Over the next two days, we kept her busy. We cultured her blood for bacteria, which, if present, would increase the likelihood of bacterial endocarditis. We also sent her for various heart tests. But none of this told us anything new. Her blood was clear of infection and her heart was pumping well enough to rule out a heart attack. What had knocked her heart out of control?

On her third day in the hospital, there was a seismic shift in Harris’s condition. Her nurse beckoned to us from down the hall, where we were examining another patient. When we came into her room, she was sweating and massaging her knees. The nurse said her temperature was 102 degrees.

“Look at this,” Harris panted, pulling her sheet aside so we could see her legs. “My ankles are fine now, but I’m hurting in my wrists—I can barely move my hands. And my knees, look how puffy!”

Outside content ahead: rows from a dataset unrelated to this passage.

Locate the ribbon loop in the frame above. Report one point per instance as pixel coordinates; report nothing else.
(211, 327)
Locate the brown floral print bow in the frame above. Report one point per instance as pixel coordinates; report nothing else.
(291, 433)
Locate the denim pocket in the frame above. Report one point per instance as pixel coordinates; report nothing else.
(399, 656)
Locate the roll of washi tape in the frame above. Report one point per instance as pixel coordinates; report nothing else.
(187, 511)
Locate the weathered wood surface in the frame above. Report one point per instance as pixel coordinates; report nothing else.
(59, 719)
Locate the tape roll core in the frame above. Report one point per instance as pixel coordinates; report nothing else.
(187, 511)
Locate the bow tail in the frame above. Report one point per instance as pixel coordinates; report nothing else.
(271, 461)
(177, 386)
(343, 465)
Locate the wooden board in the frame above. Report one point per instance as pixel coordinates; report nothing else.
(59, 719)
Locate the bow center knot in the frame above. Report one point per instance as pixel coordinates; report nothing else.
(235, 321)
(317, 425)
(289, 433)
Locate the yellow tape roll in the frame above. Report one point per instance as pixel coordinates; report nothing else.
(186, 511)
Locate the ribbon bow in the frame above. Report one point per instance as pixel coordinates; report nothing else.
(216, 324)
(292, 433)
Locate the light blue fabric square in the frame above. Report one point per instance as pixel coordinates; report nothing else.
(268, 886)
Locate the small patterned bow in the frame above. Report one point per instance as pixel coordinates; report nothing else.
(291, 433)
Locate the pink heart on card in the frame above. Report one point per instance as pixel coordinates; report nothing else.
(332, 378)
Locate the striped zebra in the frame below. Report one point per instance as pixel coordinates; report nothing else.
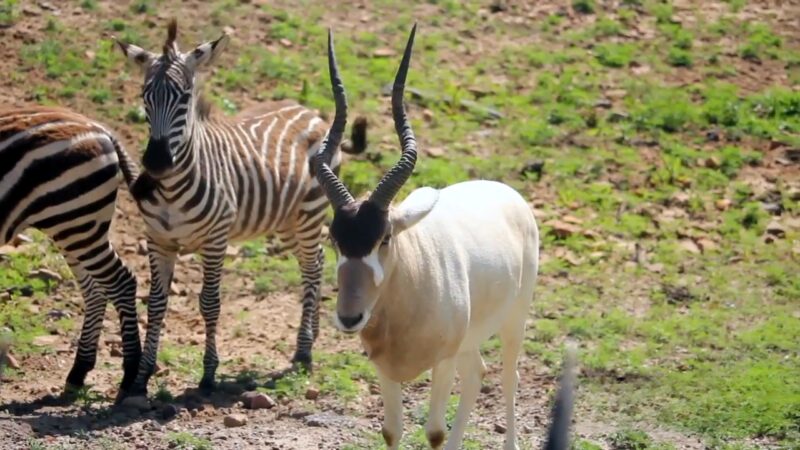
(59, 174)
(211, 180)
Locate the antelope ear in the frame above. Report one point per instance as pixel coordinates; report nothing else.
(205, 54)
(413, 209)
(135, 54)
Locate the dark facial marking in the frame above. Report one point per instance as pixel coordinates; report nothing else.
(358, 227)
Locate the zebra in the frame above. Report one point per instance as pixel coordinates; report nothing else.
(59, 175)
(211, 180)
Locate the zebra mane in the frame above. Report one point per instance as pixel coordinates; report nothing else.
(170, 46)
(203, 107)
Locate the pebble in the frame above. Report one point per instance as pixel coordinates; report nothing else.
(234, 420)
(257, 400)
(137, 402)
(168, 412)
(312, 394)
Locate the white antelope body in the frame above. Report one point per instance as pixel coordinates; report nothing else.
(426, 282)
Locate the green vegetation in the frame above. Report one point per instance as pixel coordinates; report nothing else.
(187, 441)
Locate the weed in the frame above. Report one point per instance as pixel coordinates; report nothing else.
(615, 55)
(187, 441)
(679, 58)
(583, 6)
(9, 12)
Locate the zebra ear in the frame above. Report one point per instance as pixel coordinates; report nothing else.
(206, 53)
(137, 55)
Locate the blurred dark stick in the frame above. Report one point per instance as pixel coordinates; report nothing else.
(558, 437)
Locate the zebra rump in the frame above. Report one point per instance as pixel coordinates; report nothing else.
(59, 175)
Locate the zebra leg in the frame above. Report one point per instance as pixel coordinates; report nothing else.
(213, 257)
(162, 265)
(94, 312)
(102, 274)
(123, 296)
(309, 254)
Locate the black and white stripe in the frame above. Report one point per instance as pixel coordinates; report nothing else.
(209, 181)
(59, 174)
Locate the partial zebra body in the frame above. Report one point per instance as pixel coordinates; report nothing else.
(263, 186)
(58, 173)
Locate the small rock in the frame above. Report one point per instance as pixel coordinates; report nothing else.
(46, 340)
(312, 394)
(722, 204)
(433, 152)
(536, 168)
(235, 420)
(706, 244)
(680, 198)
(689, 246)
(776, 229)
(136, 402)
(383, 52)
(257, 400)
(498, 6)
(712, 163)
(328, 419)
(21, 239)
(168, 412)
(46, 275)
(299, 414)
(12, 362)
(561, 229)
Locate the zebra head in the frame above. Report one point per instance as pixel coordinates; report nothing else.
(169, 95)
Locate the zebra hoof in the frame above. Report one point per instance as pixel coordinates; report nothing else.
(301, 361)
(207, 386)
(70, 393)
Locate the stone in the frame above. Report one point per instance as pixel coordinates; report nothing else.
(257, 400)
(46, 275)
(776, 229)
(561, 229)
(138, 402)
(168, 412)
(312, 394)
(328, 419)
(235, 420)
(383, 52)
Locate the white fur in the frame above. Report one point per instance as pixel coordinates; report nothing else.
(461, 267)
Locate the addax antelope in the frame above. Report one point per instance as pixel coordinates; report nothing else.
(427, 281)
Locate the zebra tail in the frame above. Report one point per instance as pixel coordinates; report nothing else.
(5, 343)
(129, 168)
(358, 137)
(558, 435)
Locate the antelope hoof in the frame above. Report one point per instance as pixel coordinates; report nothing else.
(435, 438)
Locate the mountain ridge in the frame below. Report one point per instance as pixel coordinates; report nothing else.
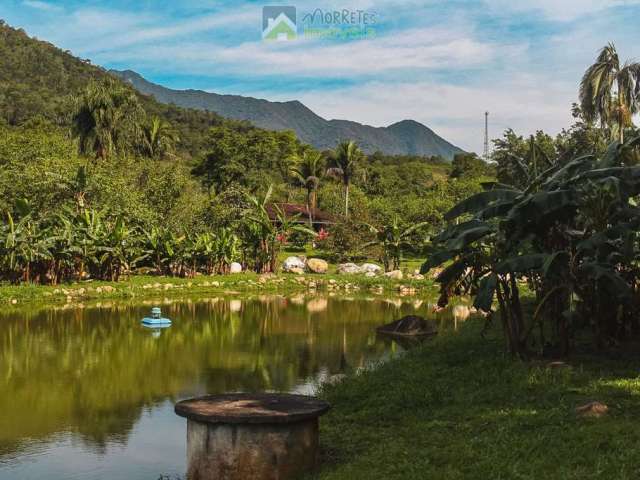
(406, 137)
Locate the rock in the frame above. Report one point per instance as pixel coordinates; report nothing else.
(558, 364)
(349, 268)
(434, 272)
(317, 265)
(317, 305)
(394, 275)
(592, 410)
(411, 325)
(293, 262)
(335, 379)
(371, 268)
(264, 278)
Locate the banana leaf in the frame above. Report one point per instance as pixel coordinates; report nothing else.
(486, 291)
(480, 201)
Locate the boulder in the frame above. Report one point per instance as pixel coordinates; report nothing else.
(349, 268)
(394, 274)
(317, 265)
(371, 267)
(293, 263)
(592, 409)
(411, 325)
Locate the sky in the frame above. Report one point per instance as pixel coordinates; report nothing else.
(442, 63)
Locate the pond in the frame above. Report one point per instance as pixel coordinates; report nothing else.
(88, 393)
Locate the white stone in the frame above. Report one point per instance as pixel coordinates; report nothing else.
(349, 268)
(292, 263)
(394, 274)
(371, 267)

Dan, the resident, listened to her heart, his brow furrowed in concentration. “Her heart sounds different,” he said. “It’s weird. She has a bunch of new murmurs.” Before, the lub-dub of her heart had been clear; now, all I could hear were loud whooshing sounds.

I was stunned. Dan and I were thinking the same thing: It had to 
be bacterial endocarditis. In endocarditis, small masses of bacteria form on the surface of a heart valve, and these little infected clumps—septic emboli—can slip off into the bloodstream. Depending on where they settle, they can cause major problems: abscesses, strokes, kidney disease, blood clots, and, by interfering with a heart valve’s normal function, congestive heart failure.

I asked the student to draw some more blood to culture again for bacteria and to order another echocardiogram, which would show whether bacteria had built up on a valve.

We were flabbergasted when the echocardiogram results came in that afternoon. It looked like another patient’s heart, and a really bad heart at that. The mitral valve no longer leaked a small amount; now a jet of blood regurgitated backward into the left atrium with each beat. And it wasn’t only the mitral valve. The aortic valve also spewed blood in the wrong direction. The valves were damaged, but the echocardiogram showed no bacterial clumps. This didn’t seem to be bacterial endocarditis. So why were Harris’s heart valves worsening before our very eyes?